Se detuvieron al llegar al inmenso jardín en el que todos aguardaban el turno de la siguiente clase. La selecta High School no parecía sufrir los efectos del descenso demográfico. Seguía brillando el sol, en un cielo sin nubes por tercer día consecutivo, así que caminaron hacia la sombra protectora del primer grupo de árboles.

—Nunca he sido una maravilla —le recordó Hiro.

—Pero no suspendías.

No llegaron a alcanzar los árboles. El profesor Edwards los interceptó a medio camino. Era lo más opuesto a Albert que se pudiera imaginar, un hombre afable, que creía en la vida sana, y con un entusiasmo peculiar.

—Nagako, ¿tienes un minuto?

—Sí, claro.

Matthew continuó caminando sólo tras hacerle un gesto cómplice. Hiro se quedó con el profesor de gimnasia y también el entrenador de la sección atlética del centro. El hombre fue al grano.

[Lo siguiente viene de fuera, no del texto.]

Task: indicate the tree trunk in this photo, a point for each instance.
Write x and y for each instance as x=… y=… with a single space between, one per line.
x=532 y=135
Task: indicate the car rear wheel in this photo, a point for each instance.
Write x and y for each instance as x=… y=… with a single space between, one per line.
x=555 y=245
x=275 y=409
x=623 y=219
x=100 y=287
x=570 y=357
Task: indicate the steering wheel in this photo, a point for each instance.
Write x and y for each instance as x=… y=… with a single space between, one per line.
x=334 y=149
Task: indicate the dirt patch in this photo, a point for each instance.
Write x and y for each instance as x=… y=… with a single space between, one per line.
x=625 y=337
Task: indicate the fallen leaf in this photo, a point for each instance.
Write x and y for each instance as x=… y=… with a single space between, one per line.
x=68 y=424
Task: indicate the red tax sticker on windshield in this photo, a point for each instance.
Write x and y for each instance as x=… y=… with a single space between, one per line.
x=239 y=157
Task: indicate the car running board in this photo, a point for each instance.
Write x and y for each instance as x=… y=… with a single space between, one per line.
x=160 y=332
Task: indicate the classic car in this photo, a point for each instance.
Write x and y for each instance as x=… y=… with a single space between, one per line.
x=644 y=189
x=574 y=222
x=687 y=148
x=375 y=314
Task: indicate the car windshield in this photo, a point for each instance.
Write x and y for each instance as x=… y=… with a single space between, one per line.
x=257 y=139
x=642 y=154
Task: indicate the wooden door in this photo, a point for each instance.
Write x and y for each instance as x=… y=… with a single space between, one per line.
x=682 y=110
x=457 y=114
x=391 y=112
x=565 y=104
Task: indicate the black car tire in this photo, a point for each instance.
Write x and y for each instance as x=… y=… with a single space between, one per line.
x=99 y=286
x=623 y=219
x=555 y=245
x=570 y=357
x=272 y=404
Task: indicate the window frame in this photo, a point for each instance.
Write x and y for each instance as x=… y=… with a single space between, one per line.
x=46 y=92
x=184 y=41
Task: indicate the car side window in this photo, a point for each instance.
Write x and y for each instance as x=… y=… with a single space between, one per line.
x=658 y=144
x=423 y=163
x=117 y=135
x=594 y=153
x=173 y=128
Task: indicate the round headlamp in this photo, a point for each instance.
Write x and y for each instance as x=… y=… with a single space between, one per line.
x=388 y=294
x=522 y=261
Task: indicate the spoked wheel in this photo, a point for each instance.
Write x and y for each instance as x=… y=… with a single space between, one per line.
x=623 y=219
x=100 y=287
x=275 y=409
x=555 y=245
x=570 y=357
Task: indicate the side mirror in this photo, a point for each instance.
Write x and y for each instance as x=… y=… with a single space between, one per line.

—Tengo los resultados de las pruebas de hace dos semanas —le comunicó—. Chico, estoy asombrado. Ya lo sabía pero… En serio, de corazón: deberías apuntarte al equipo.

—¿Qué dicen las pruebas?

—Que eres un portento, que estás sano hasta la médula, que tienes una capacidad atlética impresionante… ¿Qué quieres que te diga si ya lo sabes? Tienes un cuerpo idóneo para el atletismo, correr, saltar… ¡Todo! Podrías ser bueno en longitud, en carreras de velocidad, en pruebas de resistencia… ¡En decathlon!

—Señor Edwards…

—Lo sé, lo sé, no te gusta competir —hizo un gesto de rabia—. Por eso haces esa cosa del ai… aika…

—Aikido.

—Eso —apretó las mandíbulas el profesor—. Mira, hijo. Tener un cuerpo sano y no aprovecharlo es un crimen. Y contigo tendríamos una oportunidad de ganar los campeonatos este verano…

—No me interesa, de verdad —trató de contener su vehemencia—. Lo siento. Nunca he creído que correr más que otro fuese importante. No quiero ganar a nadie, que se sienta mal, ni que nadie me gane a mí y me haga sentir mal. Creo que hay otras cosas. En Japón me propusieron lo mismo, y tampoco quise aceptar.

—Es un desperdicio —se lamentó el profesor Edwards—. Genéticamente eres una joya, chico.

Era la primera vez que empleaba aquella palabra.

—¿Han examinado mi código genético?

—Los nuevos procesadores llegan hasta la raíz. Ésa es la cosa. Es como leer en un libro abierto. Todo está ahí, alto y claro. Les pedí que hicieran un trabajo especial contigo, a fondo. Tus padres deben tener unos genes impresionantes.

Hiro pensó en ellos. Jyuro Nagako era un hombre vulgar y corriente, o al menos así se lo parecía a él. Y en cuanto a Kumiko… Su madre era la mujer más maravillosamente normal del universo.

Genéticamente perfecto.

—Gracias por insistir, señor Edwards —fue sincero—. Y lo siento. De veras.

—Yo también lo siento, Hiro —se resignó el hombre—. Vaya que sí.